The high court in 2021 ruled unanimously against the FTC in a case filed by AMG Capital Management, finding the agency had inflated its authority to seek monetary relief on behalf of wronged consumers.
“The Supreme Court now takes a pretty hostile view of super creative interpretations of federal statute, so conditions are not the best for super broad interpretations,” said Graham Dufault, general counsel at ACT – The App Association and a former counsel to the House Energy and Commerce Committee.
The FTC could benefit from an inadvertently broad definition of breach of security in the original rule that defines breaches as “unauthorized access” to personal data. But “it’s a little bit of trying to hammer a nail with a wrench,” he said.
When the FTC first issued the Health Breach Notification Rule more than a decade ago, the regulations pertained to a more limited definition of “personal health record.” It reflected brief-lived Obama-era optimism that consumers would take advantage of the portability requirements of HIPAA to store medical data in personal digital records.

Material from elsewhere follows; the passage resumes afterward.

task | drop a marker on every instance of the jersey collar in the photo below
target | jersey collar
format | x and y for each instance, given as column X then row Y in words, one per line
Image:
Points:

Personal health records didn’t catch on, and major companies such as Google took offerings offline after encountering consumer indifference and data portability difficulties.
“For many years, the FTC guidance on the rule presented a much narrower view of what sort of health products were covered,” said attorney Daniel Kauffman of the law firm BakerHostetler and a former acting director of the FTC’s Consumer Protection Bureau.
“It’s really important to conduct a rule-making like this so that the language of the rule comports with this broader interpretation,” he told Information Security Media Group. “A policy statement is not legally enforceable, but a rule is legally enforceable.”
The rule as currently written hews “pretty closely to the text in the statute,” said attorney Deven McGraw, a former privacy official at the Department of Health and Human Services’ Office of the National Coordinator for Health IT and the Office for Civil Rights.
“What I’ll be looking at in these new provisions is whether the FTC is seeking to expand the scope of entities covered and whether the congressional language can reasonably be interpreted to allow for such an expansion,” said McGraw, now a privacy and regulatory executive at Invitae, a genetic screening company.
The FTC took its first-ever health breach rule enforcement action in February against discount drug and telehealth provider GoodRx Holdings and made a second enforcement on Wednesday against Easy Healthcare, the developer of fertility tracking app Premom, saying in each case that the companies should not have been sharing user information with advertisers (see: FTC Fines Fertility App Vendor, Bars It From Data Sharing).
FTC officials have privately said industry acceptance of the agency’s expanded policy statement would be key to cementing its legitimacy.
Attorney Linda Malek, chair of law firm Moses Singer’s healthcare privacy and cybersecurity group, said the two successful enforcement actions could aid the FTC in the event of a challenge.
“The FTC has consistently, over the last year, through enforcement actions, policy statements, opinion pieces in major newspapers and now with this notice of proposed rule-making, sent the message that it has the authority to protect the privacy and security of the health information of individuals who utilize health apps and other healthcare technologies not covered by HIPAA,” she said.